Das Wort „rezeptgebunden“/„verschreibungspflichtig“ ist hier der springende Punkt. Wir sind nicht der Auffassung, dass beispielsweise Halsbonbons und Cremes in der Apotheke mit einem ermäßigten Steuersatz versehen sein sollen und im Drogeriemarkt mit dem Regelsteuersatz.

(Dr. Wolfgang Methling, DIE LINKE: Und wie sehen Sie das mit dem Hundefutter?)
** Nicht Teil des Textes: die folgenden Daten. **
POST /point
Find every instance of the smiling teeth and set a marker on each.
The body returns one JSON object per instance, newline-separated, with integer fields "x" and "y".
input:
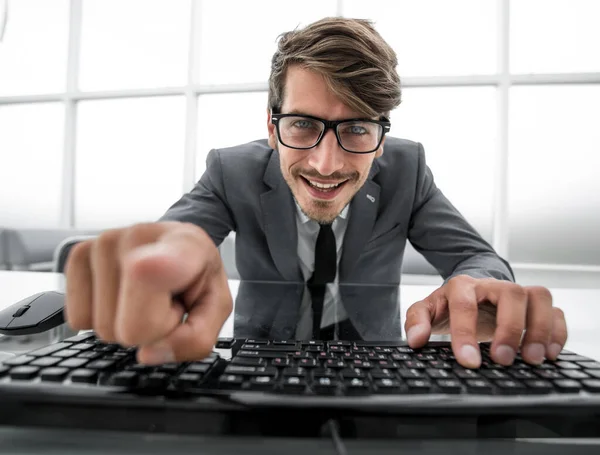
{"x": 323, "y": 185}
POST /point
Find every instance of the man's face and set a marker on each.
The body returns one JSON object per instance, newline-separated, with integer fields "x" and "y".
{"x": 307, "y": 93}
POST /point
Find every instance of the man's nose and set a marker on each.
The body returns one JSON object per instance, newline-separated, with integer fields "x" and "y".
{"x": 328, "y": 156}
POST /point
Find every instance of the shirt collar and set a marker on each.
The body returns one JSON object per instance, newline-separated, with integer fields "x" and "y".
{"x": 304, "y": 219}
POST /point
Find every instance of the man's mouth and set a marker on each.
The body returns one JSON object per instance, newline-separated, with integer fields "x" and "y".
{"x": 323, "y": 190}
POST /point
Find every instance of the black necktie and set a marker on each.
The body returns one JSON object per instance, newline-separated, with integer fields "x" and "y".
{"x": 325, "y": 270}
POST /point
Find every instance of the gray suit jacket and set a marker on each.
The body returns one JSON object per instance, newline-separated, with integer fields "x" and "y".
{"x": 243, "y": 190}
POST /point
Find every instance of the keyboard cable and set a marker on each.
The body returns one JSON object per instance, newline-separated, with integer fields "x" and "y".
{"x": 340, "y": 448}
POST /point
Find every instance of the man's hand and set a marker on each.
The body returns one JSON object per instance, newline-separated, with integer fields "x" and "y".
{"x": 122, "y": 284}
{"x": 474, "y": 310}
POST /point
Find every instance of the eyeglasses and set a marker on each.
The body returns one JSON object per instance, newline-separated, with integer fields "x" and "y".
{"x": 304, "y": 132}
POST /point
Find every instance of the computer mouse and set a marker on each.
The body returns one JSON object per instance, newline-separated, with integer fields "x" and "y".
{"x": 35, "y": 314}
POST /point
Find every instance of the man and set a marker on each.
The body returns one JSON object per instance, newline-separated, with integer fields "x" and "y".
{"x": 327, "y": 179}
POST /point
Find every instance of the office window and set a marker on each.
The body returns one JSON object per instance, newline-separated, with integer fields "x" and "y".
{"x": 434, "y": 37}
{"x": 33, "y": 53}
{"x": 457, "y": 129}
{"x": 134, "y": 44}
{"x": 554, "y": 185}
{"x": 227, "y": 120}
{"x": 129, "y": 160}
{"x": 31, "y": 145}
{"x": 238, "y": 38}
{"x": 554, "y": 36}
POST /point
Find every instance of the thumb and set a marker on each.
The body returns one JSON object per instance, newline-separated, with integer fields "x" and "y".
{"x": 418, "y": 323}
{"x": 194, "y": 338}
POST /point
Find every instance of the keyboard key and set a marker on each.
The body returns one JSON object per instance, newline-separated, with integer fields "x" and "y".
{"x": 464, "y": 373}
{"x": 539, "y": 386}
{"x": 439, "y": 374}
{"x": 324, "y": 373}
{"x": 264, "y": 383}
{"x": 198, "y": 368}
{"x": 56, "y": 374}
{"x": 281, "y": 362}
{"x": 224, "y": 343}
{"x": 91, "y": 355}
{"x": 567, "y": 385}
{"x": 51, "y": 349}
{"x": 24, "y": 372}
{"x": 293, "y": 384}
{"x": 73, "y": 363}
{"x": 82, "y": 346}
{"x": 589, "y": 365}
{"x": 125, "y": 379}
{"x": 66, "y": 353}
{"x": 325, "y": 386}
{"x": 575, "y": 374}
{"x": 418, "y": 385}
{"x": 357, "y": 386}
{"x": 18, "y": 361}
{"x": 510, "y": 387}
{"x": 405, "y": 373}
{"x": 46, "y": 362}
{"x": 549, "y": 374}
{"x": 156, "y": 380}
{"x": 84, "y": 376}
{"x": 188, "y": 380}
{"x": 387, "y": 385}
{"x": 294, "y": 371}
{"x": 479, "y": 386}
{"x": 567, "y": 365}
{"x": 87, "y": 336}
{"x": 382, "y": 373}
{"x": 494, "y": 374}
{"x": 352, "y": 373}
{"x": 101, "y": 365}
{"x": 592, "y": 385}
{"x": 522, "y": 374}
{"x": 449, "y": 385}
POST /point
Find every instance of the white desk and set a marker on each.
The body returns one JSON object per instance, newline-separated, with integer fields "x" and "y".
{"x": 581, "y": 306}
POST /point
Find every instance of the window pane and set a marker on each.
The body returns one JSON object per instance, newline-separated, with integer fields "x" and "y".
{"x": 219, "y": 126}
{"x": 552, "y": 36}
{"x": 33, "y": 52}
{"x": 434, "y": 37}
{"x": 238, "y": 38}
{"x": 554, "y": 186}
{"x": 31, "y": 149}
{"x": 134, "y": 44}
{"x": 129, "y": 165}
{"x": 457, "y": 129}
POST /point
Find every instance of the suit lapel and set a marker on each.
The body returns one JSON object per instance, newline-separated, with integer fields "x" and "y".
{"x": 363, "y": 212}
{"x": 279, "y": 222}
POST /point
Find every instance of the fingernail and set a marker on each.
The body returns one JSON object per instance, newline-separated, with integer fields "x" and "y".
{"x": 554, "y": 350}
{"x": 505, "y": 355}
{"x": 470, "y": 355}
{"x": 534, "y": 352}
{"x": 159, "y": 354}
{"x": 415, "y": 332}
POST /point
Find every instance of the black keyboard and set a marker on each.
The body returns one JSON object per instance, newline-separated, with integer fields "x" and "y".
{"x": 311, "y": 368}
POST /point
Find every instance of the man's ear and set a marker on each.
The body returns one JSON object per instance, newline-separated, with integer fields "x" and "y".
{"x": 271, "y": 130}
{"x": 379, "y": 151}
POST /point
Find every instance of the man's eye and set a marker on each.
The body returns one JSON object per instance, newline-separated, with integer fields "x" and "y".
{"x": 303, "y": 124}
{"x": 356, "y": 129}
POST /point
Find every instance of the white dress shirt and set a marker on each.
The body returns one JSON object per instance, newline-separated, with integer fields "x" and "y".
{"x": 308, "y": 230}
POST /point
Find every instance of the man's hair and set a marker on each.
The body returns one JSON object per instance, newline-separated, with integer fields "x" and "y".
{"x": 358, "y": 65}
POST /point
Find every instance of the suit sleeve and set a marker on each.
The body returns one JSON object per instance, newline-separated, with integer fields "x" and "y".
{"x": 206, "y": 204}
{"x": 440, "y": 233}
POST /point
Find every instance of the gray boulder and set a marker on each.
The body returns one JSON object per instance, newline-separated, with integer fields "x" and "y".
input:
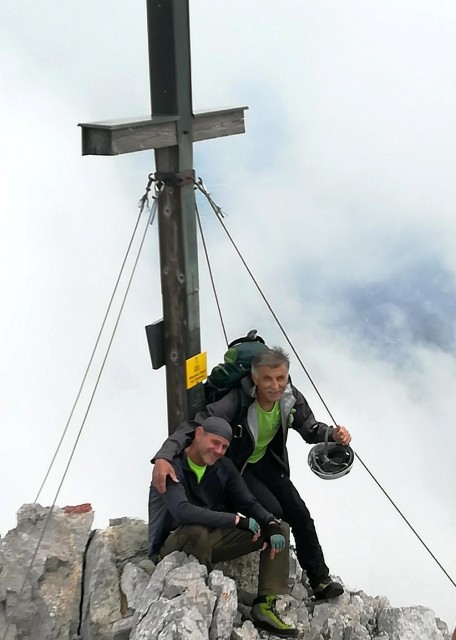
{"x": 49, "y": 605}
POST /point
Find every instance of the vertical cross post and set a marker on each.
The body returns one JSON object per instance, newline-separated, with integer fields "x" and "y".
{"x": 171, "y": 94}
{"x": 171, "y": 131}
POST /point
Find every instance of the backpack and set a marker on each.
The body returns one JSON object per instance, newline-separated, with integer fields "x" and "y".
{"x": 237, "y": 364}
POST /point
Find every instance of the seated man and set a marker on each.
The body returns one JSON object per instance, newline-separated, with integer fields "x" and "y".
{"x": 260, "y": 413}
{"x": 192, "y": 517}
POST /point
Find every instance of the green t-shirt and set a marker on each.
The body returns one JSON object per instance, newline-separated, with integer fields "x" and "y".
{"x": 268, "y": 425}
{"x": 197, "y": 470}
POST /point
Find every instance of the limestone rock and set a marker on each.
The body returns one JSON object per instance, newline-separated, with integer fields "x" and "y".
{"x": 101, "y": 605}
{"x": 49, "y": 605}
{"x": 409, "y": 623}
{"x": 225, "y": 607}
{"x": 244, "y": 571}
{"x": 102, "y": 586}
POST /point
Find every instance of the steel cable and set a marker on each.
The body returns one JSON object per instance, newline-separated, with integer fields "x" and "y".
{"x": 150, "y": 221}
{"x": 219, "y": 214}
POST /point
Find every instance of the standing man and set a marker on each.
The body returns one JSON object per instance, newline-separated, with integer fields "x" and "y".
{"x": 192, "y": 516}
{"x": 260, "y": 414}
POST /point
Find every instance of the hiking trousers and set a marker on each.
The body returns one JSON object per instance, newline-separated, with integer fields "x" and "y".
{"x": 214, "y": 545}
{"x": 278, "y": 495}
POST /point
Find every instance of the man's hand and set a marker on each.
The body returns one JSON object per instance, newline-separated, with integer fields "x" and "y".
{"x": 342, "y": 435}
{"x": 248, "y": 524}
{"x": 162, "y": 469}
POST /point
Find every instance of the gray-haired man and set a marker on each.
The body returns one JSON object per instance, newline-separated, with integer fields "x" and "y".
{"x": 260, "y": 413}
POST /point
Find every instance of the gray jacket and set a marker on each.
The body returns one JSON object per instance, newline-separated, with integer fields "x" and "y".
{"x": 238, "y": 407}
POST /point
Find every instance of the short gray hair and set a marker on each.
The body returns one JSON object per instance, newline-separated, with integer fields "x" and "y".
{"x": 273, "y": 357}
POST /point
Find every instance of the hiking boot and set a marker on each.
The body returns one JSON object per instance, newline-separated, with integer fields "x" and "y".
{"x": 327, "y": 589}
{"x": 265, "y": 617}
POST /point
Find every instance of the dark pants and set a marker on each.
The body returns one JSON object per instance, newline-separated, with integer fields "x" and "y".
{"x": 278, "y": 495}
{"x": 214, "y": 545}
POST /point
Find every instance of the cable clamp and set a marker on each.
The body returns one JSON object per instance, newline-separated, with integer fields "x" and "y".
{"x": 175, "y": 179}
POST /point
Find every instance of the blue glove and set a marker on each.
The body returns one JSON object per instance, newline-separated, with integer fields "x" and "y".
{"x": 248, "y": 524}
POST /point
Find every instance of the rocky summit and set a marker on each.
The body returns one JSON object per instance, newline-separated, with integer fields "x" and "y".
{"x": 100, "y": 585}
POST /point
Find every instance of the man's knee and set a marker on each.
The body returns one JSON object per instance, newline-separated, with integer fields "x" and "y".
{"x": 285, "y": 529}
{"x": 195, "y": 535}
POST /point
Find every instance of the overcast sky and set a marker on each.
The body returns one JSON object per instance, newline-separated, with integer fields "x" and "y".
{"x": 341, "y": 196}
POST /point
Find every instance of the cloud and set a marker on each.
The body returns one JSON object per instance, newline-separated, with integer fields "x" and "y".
{"x": 341, "y": 198}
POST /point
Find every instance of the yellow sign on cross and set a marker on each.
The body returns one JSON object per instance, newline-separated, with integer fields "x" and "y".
{"x": 196, "y": 369}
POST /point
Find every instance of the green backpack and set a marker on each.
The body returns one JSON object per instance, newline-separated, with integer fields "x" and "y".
{"x": 237, "y": 364}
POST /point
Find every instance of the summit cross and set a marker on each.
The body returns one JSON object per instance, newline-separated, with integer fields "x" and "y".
{"x": 171, "y": 131}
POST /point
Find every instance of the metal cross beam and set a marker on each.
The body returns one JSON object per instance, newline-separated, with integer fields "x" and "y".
{"x": 171, "y": 131}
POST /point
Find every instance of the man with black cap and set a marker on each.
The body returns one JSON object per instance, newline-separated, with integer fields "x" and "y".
{"x": 193, "y": 516}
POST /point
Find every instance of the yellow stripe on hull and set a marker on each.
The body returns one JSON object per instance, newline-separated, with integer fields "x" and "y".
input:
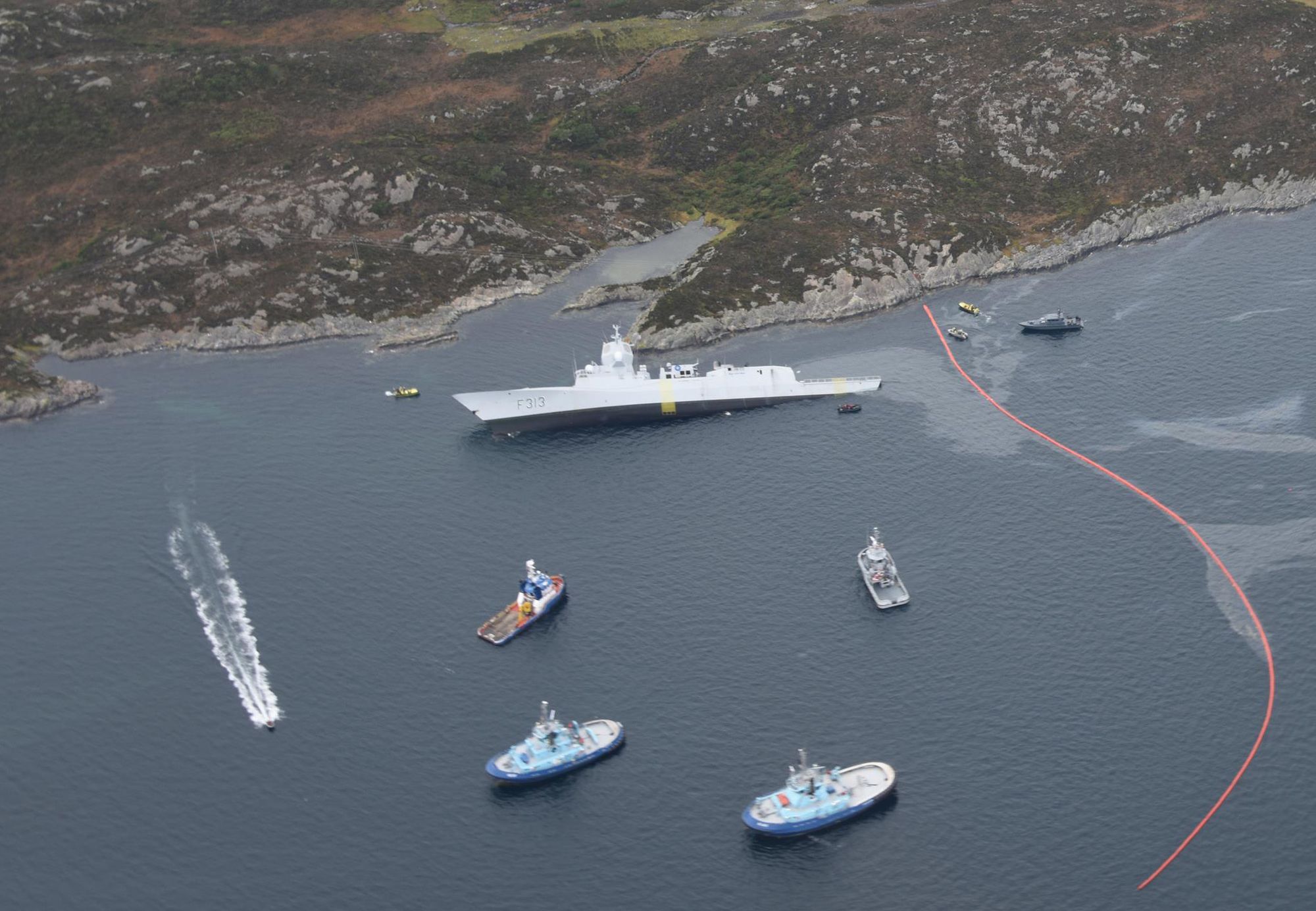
{"x": 668, "y": 397}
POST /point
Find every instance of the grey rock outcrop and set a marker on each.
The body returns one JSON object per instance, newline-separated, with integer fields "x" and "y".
{"x": 63, "y": 394}
{"x": 842, "y": 296}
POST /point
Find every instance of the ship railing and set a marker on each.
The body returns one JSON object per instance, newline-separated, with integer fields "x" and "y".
{"x": 847, "y": 380}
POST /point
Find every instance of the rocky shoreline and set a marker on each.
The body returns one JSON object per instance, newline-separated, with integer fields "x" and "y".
{"x": 63, "y": 394}
{"x": 842, "y": 296}
{"x": 838, "y": 297}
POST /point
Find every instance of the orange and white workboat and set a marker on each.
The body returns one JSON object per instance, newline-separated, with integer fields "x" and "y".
{"x": 539, "y": 596}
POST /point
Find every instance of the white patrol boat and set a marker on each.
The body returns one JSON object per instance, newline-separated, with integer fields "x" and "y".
{"x": 617, "y": 392}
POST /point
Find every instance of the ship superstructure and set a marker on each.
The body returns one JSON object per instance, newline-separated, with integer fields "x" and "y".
{"x": 615, "y": 390}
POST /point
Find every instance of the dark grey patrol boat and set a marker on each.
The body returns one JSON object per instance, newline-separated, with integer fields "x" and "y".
{"x": 1053, "y": 323}
{"x": 880, "y": 575}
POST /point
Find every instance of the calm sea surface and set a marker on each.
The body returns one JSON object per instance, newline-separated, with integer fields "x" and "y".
{"x": 1069, "y": 692}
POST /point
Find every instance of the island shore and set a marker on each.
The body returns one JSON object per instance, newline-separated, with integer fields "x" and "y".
{"x": 842, "y": 296}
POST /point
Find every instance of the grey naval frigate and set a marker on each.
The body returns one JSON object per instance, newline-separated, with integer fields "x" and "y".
{"x": 617, "y": 392}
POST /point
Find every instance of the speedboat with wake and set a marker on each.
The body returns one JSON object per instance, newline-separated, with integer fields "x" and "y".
{"x": 878, "y": 569}
{"x": 539, "y": 596}
{"x": 556, "y": 748}
{"x": 815, "y": 798}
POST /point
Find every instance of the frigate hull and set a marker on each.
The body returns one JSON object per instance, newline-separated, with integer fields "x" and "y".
{"x": 631, "y": 414}
{"x": 617, "y": 392}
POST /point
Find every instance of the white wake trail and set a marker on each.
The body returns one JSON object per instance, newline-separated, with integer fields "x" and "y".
{"x": 198, "y": 558}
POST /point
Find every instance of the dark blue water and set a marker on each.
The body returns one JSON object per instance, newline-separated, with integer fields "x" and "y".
{"x": 1067, "y": 696}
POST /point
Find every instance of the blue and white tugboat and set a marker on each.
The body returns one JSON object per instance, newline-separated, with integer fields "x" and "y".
{"x": 556, "y": 748}
{"x": 815, "y": 798}
{"x": 540, "y": 594}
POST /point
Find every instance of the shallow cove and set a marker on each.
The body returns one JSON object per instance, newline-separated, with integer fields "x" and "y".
{"x": 1061, "y": 701}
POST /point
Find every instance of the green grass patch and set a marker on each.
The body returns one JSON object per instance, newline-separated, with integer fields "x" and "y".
{"x": 247, "y": 128}
{"x": 752, "y": 186}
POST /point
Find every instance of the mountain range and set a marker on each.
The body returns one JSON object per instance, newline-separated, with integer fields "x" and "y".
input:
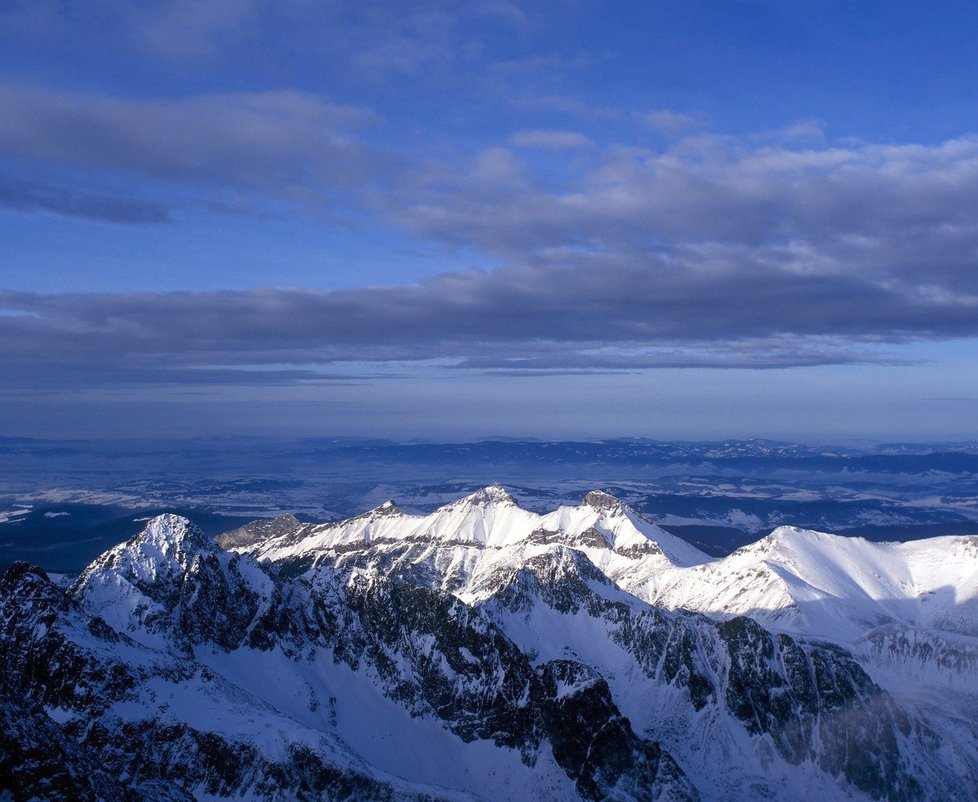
{"x": 484, "y": 651}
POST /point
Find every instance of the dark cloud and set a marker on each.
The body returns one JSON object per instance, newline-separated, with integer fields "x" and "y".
{"x": 284, "y": 142}
{"x": 622, "y": 316}
{"x": 33, "y": 196}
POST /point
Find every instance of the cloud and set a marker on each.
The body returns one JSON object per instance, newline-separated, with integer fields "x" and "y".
{"x": 519, "y": 319}
{"x": 280, "y": 141}
{"x": 668, "y": 121}
{"x": 550, "y": 140}
{"x": 33, "y": 196}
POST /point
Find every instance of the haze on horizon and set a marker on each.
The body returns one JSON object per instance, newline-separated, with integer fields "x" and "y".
{"x": 556, "y": 219}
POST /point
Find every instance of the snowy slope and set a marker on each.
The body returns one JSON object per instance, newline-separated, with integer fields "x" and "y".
{"x": 488, "y": 652}
{"x": 465, "y": 546}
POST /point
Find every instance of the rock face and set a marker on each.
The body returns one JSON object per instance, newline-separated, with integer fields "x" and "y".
{"x": 481, "y": 655}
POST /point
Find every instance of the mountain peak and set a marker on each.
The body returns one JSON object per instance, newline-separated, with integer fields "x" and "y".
{"x": 492, "y": 494}
{"x": 599, "y": 500}
{"x": 170, "y": 529}
{"x": 387, "y": 508}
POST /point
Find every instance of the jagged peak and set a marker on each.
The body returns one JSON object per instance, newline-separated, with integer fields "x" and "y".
{"x": 599, "y": 500}
{"x": 488, "y": 496}
{"x": 172, "y": 529}
{"x": 387, "y": 508}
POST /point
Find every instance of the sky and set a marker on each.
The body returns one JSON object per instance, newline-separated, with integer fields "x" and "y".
{"x": 695, "y": 219}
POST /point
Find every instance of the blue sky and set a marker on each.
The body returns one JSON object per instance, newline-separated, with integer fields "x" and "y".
{"x": 568, "y": 219}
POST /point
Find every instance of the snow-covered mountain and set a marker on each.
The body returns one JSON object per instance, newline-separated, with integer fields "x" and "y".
{"x": 488, "y": 652}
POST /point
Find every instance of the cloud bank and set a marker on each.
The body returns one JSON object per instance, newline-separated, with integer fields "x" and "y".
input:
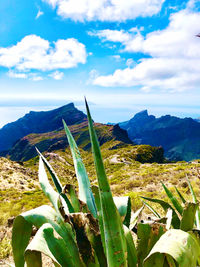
{"x": 173, "y": 61}
{"x": 105, "y": 10}
{"x": 36, "y": 53}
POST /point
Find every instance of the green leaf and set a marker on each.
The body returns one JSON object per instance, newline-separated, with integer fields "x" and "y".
{"x": 33, "y": 258}
{"x": 148, "y": 235}
{"x": 166, "y": 206}
{"x": 85, "y": 192}
{"x": 195, "y": 201}
{"x": 54, "y": 247}
{"x": 151, "y": 209}
{"x": 21, "y": 234}
{"x": 116, "y": 250}
{"x": 123, "y": 205}
{"x": 73, "y": 197}
{"x": 180, "y": 195}
{"x": 132, "y": 253}
{"x": 180, "y": 245}
{"x": 188, "y": 217}
{"x": 95, "y": 191}
{"x": 38, "y": 217}
{"x": 173, "y": 199}
{"x": 135, "y": 216}
{"x": 88, "y": 239}
{"x": 44, "y": 180}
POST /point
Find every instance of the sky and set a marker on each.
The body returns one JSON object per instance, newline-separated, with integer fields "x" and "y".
{"x": 123, "y": 55}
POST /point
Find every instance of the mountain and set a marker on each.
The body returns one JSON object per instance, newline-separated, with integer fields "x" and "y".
{"x": 24, "y": 149}
{"x": 39, "y": 122}
{"x": 180, "y": 138}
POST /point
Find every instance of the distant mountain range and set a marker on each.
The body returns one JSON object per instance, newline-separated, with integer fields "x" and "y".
{"x": 180, "y": 138}
{"x": 39, "y": 122}
{"x": 45, "y": 130}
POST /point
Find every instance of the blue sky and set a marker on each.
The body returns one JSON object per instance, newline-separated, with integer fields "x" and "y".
{"x": 124, "y": 56}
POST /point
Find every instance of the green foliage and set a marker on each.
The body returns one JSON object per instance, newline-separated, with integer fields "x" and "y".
{"x": 5, "y": 248}
{"x": 88, "y": 230}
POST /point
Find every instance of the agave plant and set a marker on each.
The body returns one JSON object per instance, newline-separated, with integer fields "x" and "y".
{"x": 93, "y": 228}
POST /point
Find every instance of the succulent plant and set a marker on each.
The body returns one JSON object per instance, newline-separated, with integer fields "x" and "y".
{"x": 94, "y": 228}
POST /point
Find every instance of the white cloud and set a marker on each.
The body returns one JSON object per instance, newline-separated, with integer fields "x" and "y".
{"x": 13, "y": 74}
{"x": 105, "y": 10}
{"x": 57, "y": 75}
{"x": 36, "y": 78}
{"x": 27, "y": 75}
{"x": 174, "y": 52}
{"x": 130, "y": 62}
{"x": 112, "y": 35}
{"x": 39, "y": 14}
{"x": 33, "y": 52}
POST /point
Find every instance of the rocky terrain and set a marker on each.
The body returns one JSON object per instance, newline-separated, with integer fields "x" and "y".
{"x": 178, "y": 137}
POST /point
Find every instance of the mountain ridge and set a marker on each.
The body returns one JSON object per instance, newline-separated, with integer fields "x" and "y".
{"x": 31, "y": 123}
{"x": 179, "y": 137}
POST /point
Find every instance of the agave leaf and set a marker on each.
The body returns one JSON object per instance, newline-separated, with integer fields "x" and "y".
{"x": 166, "y": 206}
{"x": 33, "y": 259}
{"x": 73, "y": 197}
{"x": 188, "y": 218}
{"x": 116, "y": 250}
{"x": 88, "y": 239}
{"x": 85, "y": 192}
{"x": 123, "y": 205}
{"x": 180, "y": 195}
{"x": 180, "y": 245}
{"x": 169, "y": 218}
{"x": 132, "y": 253}
{"x": 173, "y": 199}
{"x": 151, "y": 209}
{"x": 195, "y": 201}
{"x": 148, "y": 235}
{"x": 21, "y": 234}
{"x": 95, "y": 191}
{"x": 54, "y": 247}
{"x": 46, "y": 187}
{"x": 22, "y": 228}
{"x": 44, "y": 180}
{"x": 135, "y": 216}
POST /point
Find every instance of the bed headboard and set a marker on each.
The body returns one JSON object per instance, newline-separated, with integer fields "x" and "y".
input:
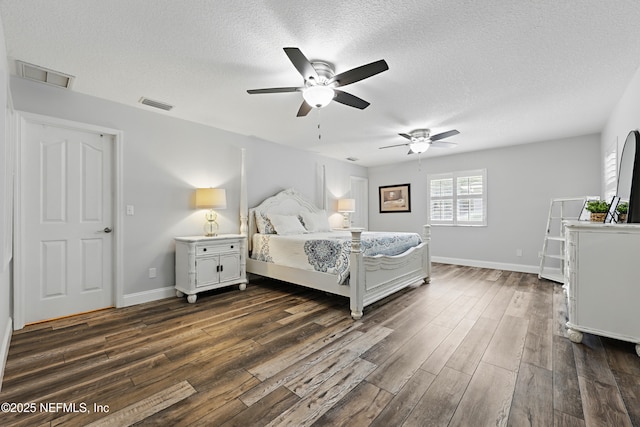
{"x": 286, "y": 202}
Aber wir als FDP sind der Meinung, dass man die Möglichkeiten der Bestimmung des Steuersatzes nicht ausnutzt, aber dieser von Ihnen gemachte Vorschlag ist inkonsequent und beinhaltet nur den nach alter Regelung möglichen Mehrwertsteuersatz.

Die Forderung nach einem Mehrwertsteuersatz von 7 Prozent ist nicht neu. Im September 2006 stellte die hessische FDP-Fraktion

(Dr. Wolfgang Methling, DIE LINKE: Sagen Sie noch, die haben bei Ihnen abgeschrieben!)

diesen Antrag zur Senkung der Mehrwertsteuer für apothekenpflichtige Medikamente auf 7 Prozent. Damals war dies auch der einzig mögliche ermäßigte Steuersatz.

Der Beschluss der EU-Finanzminister lässt heute aber weiter reichende Lösungsvorschläge zu. Deshalb wurde die Forderung in unserem Änderungsantrag offener gewählt. Allein die Erhöhung der Mehrwertsteuer von 16 auf 19 Prozent führte zu Mehrausgaben bei Arzneimitteln in 2007 in Höhe von 900 Millionen Euro – eigentlich Irrsinn. Das System „linke Tasche, rechte Tasche“ darf nicht mehr weitergeführt werden.

(Beifall bei Abgeordneten der Fraktion der FDP)

Eine Senkung der Mehrwertsteuer auf Arzneimittel wird unweigerlich zu einer Zuschusssenkung für die gesetzlichen Krankenkassen.